You can simply pass the squid log through this script and you’ll get an apache format log e.g.
cat access.log | squid-convert.pl
However in order for the web logs to be useful, the squid log needs to be interwoven with the apache log. If you just append the apache log, you’ll lose continuity in the dates, which can upset stats analysis.
The method I use, if to create a named pipe (fifo) and have squid log it’s output to this, whilst another process simultaneously reads the output and pipes it through the converter script and into the apache log, so the log is updated in real time, thus preserving continuity.

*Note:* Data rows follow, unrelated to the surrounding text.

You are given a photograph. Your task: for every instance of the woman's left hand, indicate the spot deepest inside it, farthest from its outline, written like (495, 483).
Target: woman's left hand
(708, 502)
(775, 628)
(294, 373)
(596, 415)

So the following needs to be in squid.conf:
cache_access_log /var/log/squid/fifo
And the following script must be started:
#!/bin/bash
squid_convert_log=/usr/local/sbin/squid-convert.pl
# variables
SQUID_LOG_DIR=/var/log/squid
SQUID_LOG_FILE=$SQUID_LOG_DIR/access.log
APACHE_LOG_FILE=/var/log/apache/access.log
FIFO=$SQUID_LOG_DIR/fifo
mkfifo $FIFO
if [ -r $FIFO ]
then
while true
do
cat < $FIFO | tee -a $SQUID_LOG_FILE | $squid_convert_log > $APACHE_LOG_FILE
done
else
echo "can't read $FIFO exiting"
exit 192
fi
echo "unexpected end of $SCRIPT";
exit 192
I use a cron job to run a version of this script.